Of course there are some points in the history of the band’s bootlegs in which it will be nigh on impossible to have quality recordings. Unless they actually had made recordings for radio, etc, and they were professionally recorded, there is going to be little quality around.

And still, for my own level of interest in wanting to listen to bootlegs – quality is key. It is why I shied away from dabbling into bootlegs for so long. One) the general poor quality of recordings, and two) I wasn’t overly into live music when I first got into the band. That has changed massively since being a SM fan and now I really enjoy the live music experience. And I actually find the bootleg experience to be a much better (and truer) representation of what it is like being at a gig than a more professionally recorded thing with full production techniques and “in studio ‘enhancements’” and overdubs made to them.

I want to hear the crowd! Yes, I hate having some bloke being a pub singer right next to me and wailing over the top so I end up hearing much more of them than I do of Jim!

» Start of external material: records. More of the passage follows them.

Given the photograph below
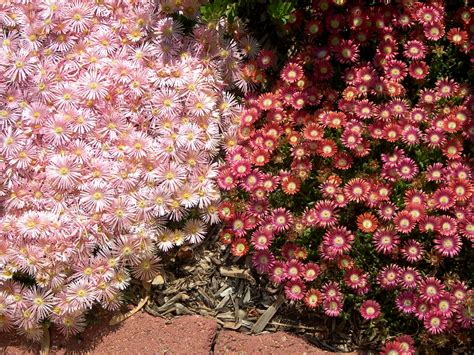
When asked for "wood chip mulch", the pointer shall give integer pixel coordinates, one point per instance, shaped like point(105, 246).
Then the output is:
point(207, 280)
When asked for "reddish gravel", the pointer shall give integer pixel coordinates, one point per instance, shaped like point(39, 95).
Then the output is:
point(229, 342)
point(145, 334)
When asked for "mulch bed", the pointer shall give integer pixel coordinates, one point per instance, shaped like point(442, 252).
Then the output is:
point(208, 281)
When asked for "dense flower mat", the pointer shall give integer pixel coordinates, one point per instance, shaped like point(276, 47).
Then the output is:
point(345, 173)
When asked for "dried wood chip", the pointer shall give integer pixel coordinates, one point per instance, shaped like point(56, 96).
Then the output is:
point(168, 304)
point(121, 317)
point(267, 315)
point(237, 273)
point(223, 302)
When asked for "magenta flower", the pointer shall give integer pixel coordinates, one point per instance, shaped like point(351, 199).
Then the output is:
point(370, 309)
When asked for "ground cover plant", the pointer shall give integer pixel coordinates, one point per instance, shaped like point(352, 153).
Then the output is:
point(111, 115)
point(351, 183)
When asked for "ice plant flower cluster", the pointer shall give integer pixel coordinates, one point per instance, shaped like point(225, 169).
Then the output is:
point(111, 116)
point(351, 176)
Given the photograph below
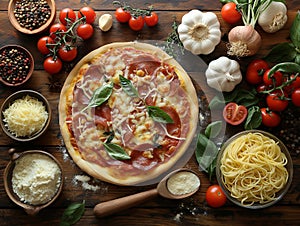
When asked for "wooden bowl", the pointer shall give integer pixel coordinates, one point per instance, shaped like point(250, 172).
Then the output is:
point(44, 27)
point(18, 95)
point(20, 49)
point(7, 176)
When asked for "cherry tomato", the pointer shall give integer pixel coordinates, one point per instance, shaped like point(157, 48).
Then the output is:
point(67, 53)
point(255, 71)
point(122, 16)
point(52, 66)
point(234, 114)
point(274, 79)
point(296, 97)
point(136, 24)
point(277, 101)
point(42, 44)
point(215, 197)
point(67, 13)
point(57, 27)
point(270, 118)
point(230, 14)
point(151, 20)
point(89, 14)
point(85, 31)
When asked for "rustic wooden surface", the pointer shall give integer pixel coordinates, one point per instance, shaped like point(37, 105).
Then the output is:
point(159, 211)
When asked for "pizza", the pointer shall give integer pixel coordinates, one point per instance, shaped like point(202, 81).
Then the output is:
point(127, 113)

But I’d prefer that than to no crowd noise at all and Jim’s voice sounding perfectly audible … almost as if he had gone and recorded his voice in a studio ???

If you’re going to give me a live album – make it LIVE. Don’t fiddle with it! Give me the imperfections and the crowd noise.

Still, one wonders exactly HOW MUCH is *live* at the gigs these days. Well, not much at the moment in good old Covid World.

But I digress.

Bootlegs – they need to be of a certain standard. They can still have the crowd and the punters talking and singing and you can hear the cheers and the screams and that makes you feel a part of it. And the band still sounds full and strong, and you can hear Jim’s patter between songs and he always sounds amazing and emotive, sometimes even breathless, and on the VERY ODD occasion, off key – but it all adds to the magic.

So, you provide the quality and I’ll keep on listening – capiche?!